Westringia acifolia is a flowering plant in the family Lamiaceae and is endemic to Western Australia. It is a compact shrub with linear to needle-shaped leaves and white to cream flowers.

==Description==
Westringia acifolia is an upright, thickly branched shrub to 0.35 m high, the stems in cross section are more or less circular. The leaves are arranged opposite in crowded whorls, 6.5-15 mm long, 1-2.2 mm wide, linear to needle-shaped, simple surface hairs, margins curved under, apex sharply pointed, petiole 0.6-1.2 mm long. The flowers are white to cream, the corolla 7.5 mm long with simple hairs, and the style 6 mm long. The bracts 1.2 mm long with occasional simple hairs. The calyx has 5 lobes, 2.5 mm long and simple, scattered hairs. The petals are oblong shaped, 1.6-1.8 mm long, 1.2 mm wide, the edges smooth or widely toothed and the apex rounded.
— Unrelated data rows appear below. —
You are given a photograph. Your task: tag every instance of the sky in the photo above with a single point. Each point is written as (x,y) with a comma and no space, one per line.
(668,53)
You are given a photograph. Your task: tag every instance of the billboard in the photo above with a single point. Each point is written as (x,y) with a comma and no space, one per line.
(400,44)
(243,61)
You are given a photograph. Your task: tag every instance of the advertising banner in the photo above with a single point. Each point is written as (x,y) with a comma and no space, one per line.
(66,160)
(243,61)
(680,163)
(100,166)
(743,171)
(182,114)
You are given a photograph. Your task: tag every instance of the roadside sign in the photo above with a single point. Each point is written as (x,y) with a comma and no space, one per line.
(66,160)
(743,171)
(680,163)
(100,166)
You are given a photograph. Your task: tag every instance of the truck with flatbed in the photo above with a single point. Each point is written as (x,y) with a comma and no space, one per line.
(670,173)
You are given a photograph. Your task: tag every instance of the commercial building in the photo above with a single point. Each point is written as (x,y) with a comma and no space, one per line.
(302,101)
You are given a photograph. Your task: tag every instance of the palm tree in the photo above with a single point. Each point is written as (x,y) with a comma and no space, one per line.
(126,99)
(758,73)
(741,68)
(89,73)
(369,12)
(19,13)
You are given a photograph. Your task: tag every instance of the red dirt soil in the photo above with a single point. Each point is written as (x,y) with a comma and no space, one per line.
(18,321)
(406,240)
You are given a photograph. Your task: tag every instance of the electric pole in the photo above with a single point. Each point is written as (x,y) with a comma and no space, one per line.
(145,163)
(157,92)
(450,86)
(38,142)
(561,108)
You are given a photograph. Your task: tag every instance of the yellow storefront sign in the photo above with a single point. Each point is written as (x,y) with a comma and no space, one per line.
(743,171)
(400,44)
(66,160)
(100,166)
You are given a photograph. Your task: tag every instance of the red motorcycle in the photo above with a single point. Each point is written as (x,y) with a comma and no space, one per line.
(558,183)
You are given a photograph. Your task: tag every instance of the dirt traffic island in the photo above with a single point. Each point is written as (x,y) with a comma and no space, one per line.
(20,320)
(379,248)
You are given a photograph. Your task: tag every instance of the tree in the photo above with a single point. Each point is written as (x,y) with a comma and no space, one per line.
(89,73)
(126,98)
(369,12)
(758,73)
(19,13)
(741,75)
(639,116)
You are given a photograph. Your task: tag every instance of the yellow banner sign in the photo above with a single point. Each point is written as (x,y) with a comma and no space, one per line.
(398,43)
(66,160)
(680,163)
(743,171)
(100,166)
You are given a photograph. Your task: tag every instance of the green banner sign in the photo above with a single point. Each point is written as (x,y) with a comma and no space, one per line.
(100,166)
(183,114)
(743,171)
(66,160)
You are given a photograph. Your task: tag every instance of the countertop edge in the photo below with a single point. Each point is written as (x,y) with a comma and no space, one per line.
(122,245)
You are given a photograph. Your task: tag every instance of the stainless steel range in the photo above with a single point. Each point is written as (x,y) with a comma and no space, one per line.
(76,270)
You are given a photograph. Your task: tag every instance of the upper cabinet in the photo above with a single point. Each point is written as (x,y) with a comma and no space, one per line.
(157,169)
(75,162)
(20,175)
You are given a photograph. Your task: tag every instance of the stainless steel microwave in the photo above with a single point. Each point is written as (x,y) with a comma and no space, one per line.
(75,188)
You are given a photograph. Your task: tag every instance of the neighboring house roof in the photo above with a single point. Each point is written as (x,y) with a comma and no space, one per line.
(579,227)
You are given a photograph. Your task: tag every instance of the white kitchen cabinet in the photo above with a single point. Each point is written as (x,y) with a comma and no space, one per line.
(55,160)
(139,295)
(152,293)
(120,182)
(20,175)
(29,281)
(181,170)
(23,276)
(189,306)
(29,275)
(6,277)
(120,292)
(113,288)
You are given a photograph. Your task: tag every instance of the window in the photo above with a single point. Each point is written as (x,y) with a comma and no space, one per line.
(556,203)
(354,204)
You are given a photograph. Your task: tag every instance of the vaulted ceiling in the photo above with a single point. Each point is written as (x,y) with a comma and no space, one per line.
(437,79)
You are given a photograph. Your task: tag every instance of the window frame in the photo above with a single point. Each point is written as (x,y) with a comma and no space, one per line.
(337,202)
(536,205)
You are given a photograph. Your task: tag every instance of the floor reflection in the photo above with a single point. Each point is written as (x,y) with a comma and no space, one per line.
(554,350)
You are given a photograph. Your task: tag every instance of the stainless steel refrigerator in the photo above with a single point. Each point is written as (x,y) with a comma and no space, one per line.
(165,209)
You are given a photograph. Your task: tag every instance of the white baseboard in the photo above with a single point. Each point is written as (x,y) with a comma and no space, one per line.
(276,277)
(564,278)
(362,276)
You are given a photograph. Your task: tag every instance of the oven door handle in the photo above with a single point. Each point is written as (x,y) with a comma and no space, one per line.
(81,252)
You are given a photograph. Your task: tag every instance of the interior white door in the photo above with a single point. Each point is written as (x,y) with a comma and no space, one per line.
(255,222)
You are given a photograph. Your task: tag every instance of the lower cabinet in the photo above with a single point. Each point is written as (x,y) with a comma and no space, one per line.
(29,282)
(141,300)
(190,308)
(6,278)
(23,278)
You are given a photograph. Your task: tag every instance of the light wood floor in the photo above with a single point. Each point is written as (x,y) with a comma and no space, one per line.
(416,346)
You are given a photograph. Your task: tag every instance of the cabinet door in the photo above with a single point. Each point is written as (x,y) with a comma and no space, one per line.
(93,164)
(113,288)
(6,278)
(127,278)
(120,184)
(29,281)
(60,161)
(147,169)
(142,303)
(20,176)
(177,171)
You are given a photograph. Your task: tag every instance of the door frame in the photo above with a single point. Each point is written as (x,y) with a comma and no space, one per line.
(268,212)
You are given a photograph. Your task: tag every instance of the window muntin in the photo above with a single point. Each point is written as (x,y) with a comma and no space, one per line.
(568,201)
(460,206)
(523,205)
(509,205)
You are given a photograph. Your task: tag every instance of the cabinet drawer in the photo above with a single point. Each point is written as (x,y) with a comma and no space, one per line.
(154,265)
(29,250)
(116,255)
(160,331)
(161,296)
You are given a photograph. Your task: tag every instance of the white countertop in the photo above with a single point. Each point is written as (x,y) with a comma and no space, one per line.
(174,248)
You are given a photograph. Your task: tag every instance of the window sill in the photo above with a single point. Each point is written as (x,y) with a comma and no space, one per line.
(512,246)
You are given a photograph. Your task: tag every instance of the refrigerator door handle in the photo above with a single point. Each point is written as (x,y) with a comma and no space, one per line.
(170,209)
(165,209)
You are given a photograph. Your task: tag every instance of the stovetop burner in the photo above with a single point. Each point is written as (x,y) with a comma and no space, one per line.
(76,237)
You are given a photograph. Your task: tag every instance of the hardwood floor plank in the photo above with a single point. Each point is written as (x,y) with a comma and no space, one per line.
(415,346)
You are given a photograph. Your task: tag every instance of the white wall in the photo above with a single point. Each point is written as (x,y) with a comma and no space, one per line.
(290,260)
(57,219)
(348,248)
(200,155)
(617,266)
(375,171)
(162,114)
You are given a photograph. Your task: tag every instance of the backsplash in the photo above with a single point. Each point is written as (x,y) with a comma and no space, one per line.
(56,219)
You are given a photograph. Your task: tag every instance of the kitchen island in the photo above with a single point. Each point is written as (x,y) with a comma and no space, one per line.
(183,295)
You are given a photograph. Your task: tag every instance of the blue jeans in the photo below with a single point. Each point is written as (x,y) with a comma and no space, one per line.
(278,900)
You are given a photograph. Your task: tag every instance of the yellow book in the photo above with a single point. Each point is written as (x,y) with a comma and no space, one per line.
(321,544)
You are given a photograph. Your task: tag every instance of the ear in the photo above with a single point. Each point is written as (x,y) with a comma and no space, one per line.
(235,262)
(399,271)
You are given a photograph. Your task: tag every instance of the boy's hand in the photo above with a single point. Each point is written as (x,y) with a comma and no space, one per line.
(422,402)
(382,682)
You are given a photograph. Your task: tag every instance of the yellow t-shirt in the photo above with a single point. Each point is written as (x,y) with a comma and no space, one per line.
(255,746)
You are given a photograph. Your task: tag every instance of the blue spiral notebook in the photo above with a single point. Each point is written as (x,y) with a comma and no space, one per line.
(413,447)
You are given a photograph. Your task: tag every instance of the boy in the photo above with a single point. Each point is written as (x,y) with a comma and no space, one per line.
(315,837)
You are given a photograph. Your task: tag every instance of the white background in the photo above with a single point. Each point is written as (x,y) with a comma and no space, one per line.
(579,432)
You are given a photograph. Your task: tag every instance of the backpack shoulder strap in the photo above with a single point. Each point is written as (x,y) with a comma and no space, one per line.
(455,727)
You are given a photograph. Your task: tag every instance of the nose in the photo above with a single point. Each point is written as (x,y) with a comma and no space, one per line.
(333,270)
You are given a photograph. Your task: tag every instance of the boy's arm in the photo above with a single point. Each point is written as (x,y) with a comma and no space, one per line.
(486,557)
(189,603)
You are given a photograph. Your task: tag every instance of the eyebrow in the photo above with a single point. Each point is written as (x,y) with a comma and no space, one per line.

Flowering occurs in December.

==Taxonomy and naming==
Westringia acifolia was first formally described in 2009 by Greg Guerin and the description was published in Australian Systematic Botany. The specific epithet (acifolia) means "sharp leaved".

==Distribution and habitat==
This species grows in heath on brown clay and sand in the Avon Wheatbelt IBRA bioregion of south-west Australia.